Pearson's correlation coefficient analysis showed that SDI was positively correlated with DDI (r=0.413, P<0.05). This is because HCM patients usually had coexistence of left ventricular diastolic and systolic dysfunction. With the progress of HCM disease, myocardial fibrosis will gradually occur, thus affecting the normal metabolism of myocardial energy, increased diastolic dysfunction and DDI, so left ventricular diastolic dyssynchrony will happen, which in turn leads to increased SDI (19,20).
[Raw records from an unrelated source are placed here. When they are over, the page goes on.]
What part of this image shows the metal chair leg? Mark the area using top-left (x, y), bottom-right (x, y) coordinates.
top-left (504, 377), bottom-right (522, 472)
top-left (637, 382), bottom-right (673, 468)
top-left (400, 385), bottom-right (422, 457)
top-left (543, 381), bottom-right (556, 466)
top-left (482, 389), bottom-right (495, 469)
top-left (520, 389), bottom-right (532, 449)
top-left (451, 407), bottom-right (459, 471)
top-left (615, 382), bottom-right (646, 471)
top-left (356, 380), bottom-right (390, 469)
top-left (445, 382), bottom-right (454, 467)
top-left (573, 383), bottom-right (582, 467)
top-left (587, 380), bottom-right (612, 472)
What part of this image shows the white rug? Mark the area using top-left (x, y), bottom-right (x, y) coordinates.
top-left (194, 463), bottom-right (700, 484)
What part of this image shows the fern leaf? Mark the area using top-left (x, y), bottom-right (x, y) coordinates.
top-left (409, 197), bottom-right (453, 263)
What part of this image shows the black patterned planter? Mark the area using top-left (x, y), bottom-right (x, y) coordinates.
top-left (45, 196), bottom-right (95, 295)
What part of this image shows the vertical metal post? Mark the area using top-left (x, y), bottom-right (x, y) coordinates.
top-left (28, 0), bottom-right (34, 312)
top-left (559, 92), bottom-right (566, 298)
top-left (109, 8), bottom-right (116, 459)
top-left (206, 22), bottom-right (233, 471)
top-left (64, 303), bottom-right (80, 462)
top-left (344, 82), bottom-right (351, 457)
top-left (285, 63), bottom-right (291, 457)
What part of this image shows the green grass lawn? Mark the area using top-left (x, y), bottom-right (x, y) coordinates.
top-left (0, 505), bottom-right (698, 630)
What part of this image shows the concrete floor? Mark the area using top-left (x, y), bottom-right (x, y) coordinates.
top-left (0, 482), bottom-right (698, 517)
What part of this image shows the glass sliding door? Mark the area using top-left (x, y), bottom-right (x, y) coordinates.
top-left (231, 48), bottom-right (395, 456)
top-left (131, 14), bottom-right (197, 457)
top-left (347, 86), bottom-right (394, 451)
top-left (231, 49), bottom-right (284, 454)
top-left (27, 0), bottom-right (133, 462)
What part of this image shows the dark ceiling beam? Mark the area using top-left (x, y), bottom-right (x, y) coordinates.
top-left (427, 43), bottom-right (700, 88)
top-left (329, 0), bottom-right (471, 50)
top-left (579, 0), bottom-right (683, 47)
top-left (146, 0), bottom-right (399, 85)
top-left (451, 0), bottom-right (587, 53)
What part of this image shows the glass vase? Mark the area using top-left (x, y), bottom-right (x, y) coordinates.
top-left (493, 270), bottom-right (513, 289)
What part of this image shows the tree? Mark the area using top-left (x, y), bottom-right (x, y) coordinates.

SDI will increase with the increase in DDI, and the two are positive correlated, indicating the coexisting of left ventricular diastolic and systolic dyssynchrony in HCM patients.

Collectively, the use of single-cardiac real-time three-dimensional ultrasound examination of HCM patients can effectively shorten the image acquisition and analysis time. This technique can be used to intuitively and accurately reflect the left ventricular diastolic and systolic dyssynchrony in HCM patients to assist clinical diagnosis and treatment. This study is limited by the small sample size, future studies with larger sample size are needed to confirm the conclusions in the present study.